In einigen Kirchenkreisen von Berlin werden bspw. nur noch 20% der evangelisch geborenen (!) Kinder überhaupt getauft. Obwohl wir genau wissen, wer das ist. Und intensiv daran arbeiten, wenigstens 10% der Kircheneintritte durch Konfirmationen zu halten und noch auszubauen. Vielleicht gibt es dafür bald Zentralstellen, wo Daten strategisch für Kasualien und Mitgliederpflege verwertet werden. Denn: Bei weitem nicht jede Leitungsperson der Gemeinden hat Zugang zu den Datenbanken der Gemeinde. Auch Kirchenvisitationen entdecken empirische Grundlagen für Wachstum, Entwicklung und Prognose erst seit Kurzem enthusiastischer.

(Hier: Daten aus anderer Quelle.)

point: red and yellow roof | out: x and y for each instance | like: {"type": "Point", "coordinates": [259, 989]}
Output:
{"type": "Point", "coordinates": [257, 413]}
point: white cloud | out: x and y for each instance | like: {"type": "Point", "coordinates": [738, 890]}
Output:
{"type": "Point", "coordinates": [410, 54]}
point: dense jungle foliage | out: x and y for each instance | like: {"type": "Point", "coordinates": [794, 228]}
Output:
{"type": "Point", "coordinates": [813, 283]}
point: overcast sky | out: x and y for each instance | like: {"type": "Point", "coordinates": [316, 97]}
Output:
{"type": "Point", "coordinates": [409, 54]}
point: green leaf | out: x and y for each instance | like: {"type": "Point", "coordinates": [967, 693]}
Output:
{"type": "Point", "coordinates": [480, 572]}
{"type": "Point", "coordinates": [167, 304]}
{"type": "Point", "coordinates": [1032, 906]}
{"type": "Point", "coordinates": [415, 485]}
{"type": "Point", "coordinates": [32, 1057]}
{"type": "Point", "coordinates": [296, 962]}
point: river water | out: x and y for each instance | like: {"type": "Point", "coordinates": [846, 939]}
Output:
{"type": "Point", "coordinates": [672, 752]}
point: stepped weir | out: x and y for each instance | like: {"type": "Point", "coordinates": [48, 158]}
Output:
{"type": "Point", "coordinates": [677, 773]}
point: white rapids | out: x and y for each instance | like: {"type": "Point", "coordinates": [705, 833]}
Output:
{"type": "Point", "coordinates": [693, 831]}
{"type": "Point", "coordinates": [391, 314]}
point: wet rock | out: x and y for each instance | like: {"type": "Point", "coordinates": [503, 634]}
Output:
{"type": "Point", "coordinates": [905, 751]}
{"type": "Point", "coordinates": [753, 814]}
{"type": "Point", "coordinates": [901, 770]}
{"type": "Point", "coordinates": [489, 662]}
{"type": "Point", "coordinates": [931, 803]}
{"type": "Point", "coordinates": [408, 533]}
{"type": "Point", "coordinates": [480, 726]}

Nach der Krise: Ich glaube, es ist jetzt entscheidend, dass sich jeder und jede in den eigenen Kontext sinnvoll und verantwortlich (Datenschutz!) Daten sammelt und datenbasierte Entscheidungen trifft. Was auch immer für digitale Systeme wir haben in den Gemeinden, das sind eben nicht nur doppelte Kirchbücher – das sind die Daten, die die Zukunft gestalten werden. Mit den Namen, Emailadressen, Sozialen Kanal-Nutzungsschemata, Telefonnummern, Anschriften, Vorlieben, protokollierten Interaktionen, mit gesteuerten Kontaktaufnahmen und Evangeliums-Kommunikationen erreichen wir die Gemeindeleute, die nicht zu den 20 Kerngesichtern gehören.

Das lerne ich gerade am Telefon. Und frage mich, was nicht alles über das Telefon hinweg möglich wäre, wenn ich mehr Daten hätte. Und was mit all den neuen Krisendaten nach der Krise passieren könnte.